We propose an approach to history matching three-phase flow using a novel
compressible streamline formulation and streamline-derived analytic
sensitivities. First, we use a generalized streamline model to account for
compressible flow by introducing an “effective density” of total fluids along
streamlines. This density term rigorously captures changes in fluid volumes
with pressure and is easily traced along streamlines. A density-dependent
source term in the saturation equation further accounts for the pressure
effects during saturation calculations along streamlines. Our approach
preserves the 1D nature of the saturation equation and all the associated
advantages of the streamline approach with only minor modifications to existing
streamline models. Second, we analytically compute parameter sensitivities that
define the relationship between the reservoir properties and the production
response, viz. water-cut and gas/oil ratio (GOR). These sensitivities are an
integral part of history matching, and streamline models permit efficient
computation of these sensitivities through a single flow simulation. Finally,
for history matching, we use a generalized travel-time inversion that has been
shown to be robust because of its quasilinear properties and converges in only
a few iterations. The approach is very fast and avoids much of the subjective
judgment and time-consuming trial-and-error inherent in manual history
matching.
We demonstrate the power and utility of our approach using both synthetic
and field-scale examples. The synthetic case is used to validate our method. It
entails the joint integration of water cut and gas/oil ratios (GORs) from a
nine-spot pattern in reconstructing a reference permeability field. The
field-scale example is a modified version of the ninth SPE comparative study
and consists of 25 producers, 1 injector, and aquifer influx. Starting with a
prior geologic model, we integrate water-cut and GOR history by the generalized
travel-time inversion. Our approach is very fast and preserves the geologic
continuity.
Introduction
Integration of production data typically requires the minimization of a
predefined data misfit and penalty terms to match the observed and calculated
production response (Oliver 1994; Vasco et al. 1999; Datta-Gupta et al. 2001;
Reis et al. 2000; Landa et al. 1996; Anterion et al. 1989; Wu et al. 1999; Wang
and Kovscek 2000; Sahni and Horne 2005). There are several approaches to such
minimization, and these can be broadly classified into three categories:
gradient-based methods, sensitivity-based methods, and derivative-free methods
(Oliver 1994). The derivative-free approaches such as simulated annealing and
genetic algorithm require numerous flow simulations and can be computationally
prohibitive for field-scale applications with very large numbers of parameters.

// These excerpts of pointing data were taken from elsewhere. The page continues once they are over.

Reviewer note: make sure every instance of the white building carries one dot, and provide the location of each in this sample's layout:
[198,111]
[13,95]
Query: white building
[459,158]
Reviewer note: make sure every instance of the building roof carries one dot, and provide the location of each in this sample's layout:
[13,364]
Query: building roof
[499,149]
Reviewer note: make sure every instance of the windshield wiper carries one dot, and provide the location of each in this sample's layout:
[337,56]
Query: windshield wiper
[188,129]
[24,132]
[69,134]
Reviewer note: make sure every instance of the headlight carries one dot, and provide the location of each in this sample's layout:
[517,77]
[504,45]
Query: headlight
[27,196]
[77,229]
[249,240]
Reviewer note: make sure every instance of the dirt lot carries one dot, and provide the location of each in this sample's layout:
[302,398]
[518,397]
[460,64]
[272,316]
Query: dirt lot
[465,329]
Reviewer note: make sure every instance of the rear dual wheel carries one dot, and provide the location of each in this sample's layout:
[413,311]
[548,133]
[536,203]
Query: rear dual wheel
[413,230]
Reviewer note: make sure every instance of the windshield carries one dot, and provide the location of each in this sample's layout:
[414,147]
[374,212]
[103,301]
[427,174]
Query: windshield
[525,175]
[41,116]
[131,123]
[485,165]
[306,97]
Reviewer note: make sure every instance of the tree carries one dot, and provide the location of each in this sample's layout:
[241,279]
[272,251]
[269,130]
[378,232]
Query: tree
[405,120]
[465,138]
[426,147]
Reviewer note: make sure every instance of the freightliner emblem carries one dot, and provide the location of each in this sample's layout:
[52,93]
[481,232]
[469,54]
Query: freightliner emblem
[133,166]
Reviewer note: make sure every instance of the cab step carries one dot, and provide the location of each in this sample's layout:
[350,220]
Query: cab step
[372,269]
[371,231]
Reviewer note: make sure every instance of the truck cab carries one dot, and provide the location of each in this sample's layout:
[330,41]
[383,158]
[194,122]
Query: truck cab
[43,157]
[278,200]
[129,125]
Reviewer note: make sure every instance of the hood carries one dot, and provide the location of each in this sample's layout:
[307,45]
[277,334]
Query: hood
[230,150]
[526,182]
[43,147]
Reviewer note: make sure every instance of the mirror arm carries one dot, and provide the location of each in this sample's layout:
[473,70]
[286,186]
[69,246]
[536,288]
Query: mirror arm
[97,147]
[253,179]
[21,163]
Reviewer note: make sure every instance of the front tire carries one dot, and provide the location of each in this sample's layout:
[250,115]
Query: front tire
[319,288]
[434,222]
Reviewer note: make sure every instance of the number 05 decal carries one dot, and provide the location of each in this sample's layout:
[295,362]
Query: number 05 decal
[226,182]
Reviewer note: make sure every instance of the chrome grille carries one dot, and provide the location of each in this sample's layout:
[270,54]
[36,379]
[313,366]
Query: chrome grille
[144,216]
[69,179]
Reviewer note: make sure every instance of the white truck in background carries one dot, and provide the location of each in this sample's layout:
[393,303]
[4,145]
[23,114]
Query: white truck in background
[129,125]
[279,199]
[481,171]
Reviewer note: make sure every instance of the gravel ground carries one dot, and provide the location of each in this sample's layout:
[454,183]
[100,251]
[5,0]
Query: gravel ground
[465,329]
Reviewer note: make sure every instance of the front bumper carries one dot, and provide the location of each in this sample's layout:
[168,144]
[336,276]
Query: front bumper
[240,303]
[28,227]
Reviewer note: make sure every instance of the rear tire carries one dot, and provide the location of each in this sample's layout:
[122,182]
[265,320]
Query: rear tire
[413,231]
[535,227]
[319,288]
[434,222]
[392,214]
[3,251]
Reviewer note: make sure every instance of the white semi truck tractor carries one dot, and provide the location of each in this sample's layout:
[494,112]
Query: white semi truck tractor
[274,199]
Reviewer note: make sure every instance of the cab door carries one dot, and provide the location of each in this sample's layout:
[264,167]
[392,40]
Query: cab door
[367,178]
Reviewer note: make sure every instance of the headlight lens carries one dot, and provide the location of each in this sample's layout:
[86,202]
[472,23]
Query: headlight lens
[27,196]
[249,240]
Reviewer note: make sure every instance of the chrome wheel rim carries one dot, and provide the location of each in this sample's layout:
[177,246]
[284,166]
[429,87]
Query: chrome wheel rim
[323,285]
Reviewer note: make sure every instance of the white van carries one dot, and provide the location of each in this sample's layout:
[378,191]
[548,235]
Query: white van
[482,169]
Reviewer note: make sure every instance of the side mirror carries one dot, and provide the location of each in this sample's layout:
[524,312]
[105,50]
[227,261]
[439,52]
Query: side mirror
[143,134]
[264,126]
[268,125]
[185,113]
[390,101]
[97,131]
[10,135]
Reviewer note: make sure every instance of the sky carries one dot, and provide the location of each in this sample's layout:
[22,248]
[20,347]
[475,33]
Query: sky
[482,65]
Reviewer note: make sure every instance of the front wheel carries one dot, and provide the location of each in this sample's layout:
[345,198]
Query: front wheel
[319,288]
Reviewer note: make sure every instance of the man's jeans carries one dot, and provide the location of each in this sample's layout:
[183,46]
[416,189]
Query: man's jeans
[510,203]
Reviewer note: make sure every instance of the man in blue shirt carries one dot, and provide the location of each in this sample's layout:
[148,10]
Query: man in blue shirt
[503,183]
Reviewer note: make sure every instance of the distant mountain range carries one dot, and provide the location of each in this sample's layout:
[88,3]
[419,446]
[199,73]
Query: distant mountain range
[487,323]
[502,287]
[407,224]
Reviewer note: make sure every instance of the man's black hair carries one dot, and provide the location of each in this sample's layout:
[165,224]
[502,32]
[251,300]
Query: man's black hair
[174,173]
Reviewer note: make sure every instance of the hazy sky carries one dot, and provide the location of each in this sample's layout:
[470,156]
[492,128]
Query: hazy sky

Gradient-based methods have been widely used for automatic history matching,
although the rate of convergence of these methods is typically slower than that
of the sensitivity-based methods, such as the Gauss-Newton or the LSQR method
(Vega et al. 2004). An integral part of the sensitivity-based methods is the
computation of sensitivity coefficients. There are several approaches to
calculating sensitivity coefficients, and these generally fall into one of the
three following categories: perturbation method, direct method, and adjoint
state methods. The perturbation approach is the simplest and requires the
fewest changes to an existing code. This approach requires (N+1) forward
simulations, where N is the number of parameters. Obviously, this can be
computationally prohibitive for reservoir models with many parameters. In the
direct, or sensitivity-equation, method, the flow and transport equations are
differentiated to obtain expressions for the sensitivity coefficients (Vasco et
al. 1999). Because there is one equation for each parameter, this approach can
require the same amount of work. A variation of this method, called the
gradient simulator method, utilizes the discretized version of the flow
equations and takes advantage of the fact that the coefficient matrix remains
unchanged for all parameters and needs to be decomposed only once (Anterion et
al. 1989). Thus, sensitivity computation for each parameter now requires a
matrix-vector multiplication. This method obviously represents a significant
improvement, but still can be computationally demanding for large number of
parameters. Finally, the adjoint-state method requires derivation and solution
of adjoint equations that can be significantly smaller in number compared to
the sensitivity equations. The adjoint equations are obtained by minimizing the
production data misfit with flow equations as constraint, and the
implementation of the method can be quite complex and cumbersome for multiphase
flow applications (Wu et al. 1999). Furthermore, the number of adjoint
solutions will generally depend on the amount of production data and thus can
be restrictive for field-scale applications.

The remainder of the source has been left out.